Par un mémoire en défense, enregistré le 11 avril 2024, le préfet des Bouches-du-Rhône conclut au rejet de la requête.
Il fait valoir que les moyens de la requête ne sont pas fondés.
Vu les autres pièces du dossier.
Vu :
— le code de l’entrée et du séjour des étrangers et du droit d’asile ;
— le code de justice administrative.
La présidente de la formation de jugement a dispensé la rapporteure publique, sur sa proposition, de prononcer des conclusions à l’audience.
Les parties ont été régulièrement averties du jour de l’audience.
Ont été entendus, au cours de l’audience publique :
— le rapport de Mme Simon, présidente rapporteure.
— et les observations de Me Riou, pour M. B A.
Considérant ce qui suit :
1. M. A, de nationalité marocaine, est entré sur le territoire le 13 juillet 2019 sous couvert d’un visa de long séjour valant premier titre de séjour portant la mention « étudiant » valable du 14 juin 2019 au 14 juin 2020. Il a ensuite bénéficié d’un titre de séjour portant la mention « étudiant » du 1er juillet 2020 au 31 octobre 2022, puis d’un titre de séjour portant la mention « entrepreneur » du 10 novembre 2022 au 9 novembre 2023. Par un arrêté du 15 février 2024, le préfet des Bouches-du-Rhône a rejeté la demande du requérant tendant au renouvellement de ce dernier titre et l’a obligé à quitter le territoire dans un délai de trente jours. M. A demande l’annulation de cet arrêté.
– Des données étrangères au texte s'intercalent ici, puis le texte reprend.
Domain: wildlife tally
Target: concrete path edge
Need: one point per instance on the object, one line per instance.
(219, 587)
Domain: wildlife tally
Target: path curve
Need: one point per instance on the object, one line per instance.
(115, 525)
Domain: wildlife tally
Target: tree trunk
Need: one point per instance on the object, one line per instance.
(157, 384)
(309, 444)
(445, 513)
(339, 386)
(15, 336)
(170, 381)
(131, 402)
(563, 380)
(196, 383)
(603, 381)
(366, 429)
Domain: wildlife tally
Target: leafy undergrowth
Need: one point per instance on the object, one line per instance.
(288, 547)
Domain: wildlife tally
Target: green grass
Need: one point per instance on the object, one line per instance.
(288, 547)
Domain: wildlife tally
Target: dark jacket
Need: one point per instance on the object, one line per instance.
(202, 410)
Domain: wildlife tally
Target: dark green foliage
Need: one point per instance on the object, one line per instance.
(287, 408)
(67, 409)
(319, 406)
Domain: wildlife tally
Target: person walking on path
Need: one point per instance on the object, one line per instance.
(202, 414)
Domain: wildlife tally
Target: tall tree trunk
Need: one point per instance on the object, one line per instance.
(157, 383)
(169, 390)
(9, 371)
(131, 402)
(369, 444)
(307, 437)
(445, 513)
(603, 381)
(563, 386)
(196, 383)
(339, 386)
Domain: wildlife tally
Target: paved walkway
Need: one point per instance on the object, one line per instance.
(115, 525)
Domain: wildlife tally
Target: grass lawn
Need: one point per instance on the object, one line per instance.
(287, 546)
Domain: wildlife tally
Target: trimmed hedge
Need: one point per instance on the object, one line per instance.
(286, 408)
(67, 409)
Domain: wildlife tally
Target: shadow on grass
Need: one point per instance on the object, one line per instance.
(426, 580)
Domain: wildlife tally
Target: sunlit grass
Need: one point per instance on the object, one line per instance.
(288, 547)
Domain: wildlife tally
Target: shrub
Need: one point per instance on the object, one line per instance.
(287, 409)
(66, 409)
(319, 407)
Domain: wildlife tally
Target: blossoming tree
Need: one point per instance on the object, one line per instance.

2. Aux termes de l’article L. 421-5 du code de l’entrée et du séjour des étrangers et du droit d’asile : « L’étranger qui exerce une activité non salariée, économiquement viable et dont il tire des moyens d’existence suffisants, dans le respect de la législation en vigueur, se voit délivrer une carte de séjour temporaire portant la mention » entrepreneur/ profession libérale « d’une durée maximale d’un an ».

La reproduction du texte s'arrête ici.